M Chandratilake, M Davis, G Ponnamperuma

Keywords

acceptability, assessment, cost-effectiveness, educational impact, miller’ pyramid, practicability, reliability, utility, validity

Citation

M Chandratilake, M Davis, G Ponnamperuma. Evaluating and designing assessments for medical education: the utility formula. The Internet Journal of Medical Education. 2009 Volume 1 Number 1.

Abstract

As assessment serves several important purposes in medical education, it is a vital element in the training of doctors. A rigorous assessment system, therefore, is an essential requirement in enhancing quality and accountability of medical education. This can be achieved by considering the utility formula which takes in to account the validity, the reliability, the educational impact, the practicability, the cost-effectiveness and the acceptability of assessment. All utility elements of a given assessment should be satisfactorily engaged for it to be psychometrically rigorous and sustainable in a particular context. This article discusses the utility elements in relation to medical assessments and introduces some useful measures for achieving acceptable utility.

Introduction

As assessment serves several important purposes in medical education, it is a vital element in the training of doctors:

The ultimate aim of undergraduate, postgraduate and continuing medical education is to improve the health and the health care of the population. The outcomes of all medical education programmes, in general, are focused on this aim. Assessments should accurately measure the students’ or trainees’ progress towards or achievement of these outcomes at different levels of their training;
Pass / fail decisions are taken and qualifications are awarded based on assessment results. Students who perform well in assessments receive good ranks, grades and prizes. On the other hand, poorly performing students may be offered support and additional training;
As assessments drive student learning, they are a crucial component of the teaching I learning process.1,2,3,4,5 Therefore, assessment is an important mode of communicating to students what teachers value (i.e. intended outcomes of the programme);
The assessment results should provide students with meaningful feedback on their strengths and weaknesses. At times, students use their assessment performance as a basis for career selection.
Similarly, assessment results should provide useful feedback to other stakeholders in the educational process such as teachers and future employers.
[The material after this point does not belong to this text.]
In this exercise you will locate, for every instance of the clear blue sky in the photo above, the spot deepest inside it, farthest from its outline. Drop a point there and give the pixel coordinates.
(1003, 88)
A rigorous assessment system, therefore, is an essential requirement in enhancing quality and accountability of medical education. Quality enhancement agencies of many countries have formally emphasised the importance of credible assessment systems in medical education.^{6 7} Although students can escape from poor teaching by independent learning, they cannot escape from the effects of poor assessments; they have to pass the examination.⁸

Various assessment methods are used in both undergraduate and postgraduate medical education. Assessors need to consider some essential questions when implementing assessments. Are our assessments psychometrically sound? What is their educational impact? Are the assessments with sound psychometric properties and positive educational impact feasible and cost-effective in our own setting, and acceptable to all involved in assessments? This article discusses: the contribution of different elements, namely psychometric properties, educational impact, practicability, cost-effectiveness and acceptability to the utility value of our assessments¹; and the practical measures for improving each aspect.

Psychometric properties

The assessments are psychometrically sound if they are valid and reliable. Validity is defined as the “extent to which a test measures what is intended to be measured and nothing else”.⁹ Reliability is a measure of the consistency and precision with which a test measures what it is supposed to assess.⁹

1. Validity of the assessment

Major determinants of the validity are: assessment of what is purported to be assessed; selection of suitable assessment instruments for the purpose; and adequate representation of the curriculum in the assessment material. These aspects need to be considered before the assessment is conducted (i.e. at the planning stage). After assessments are held, however, the validity of assessments may be reviewed by quantitative analysis of results.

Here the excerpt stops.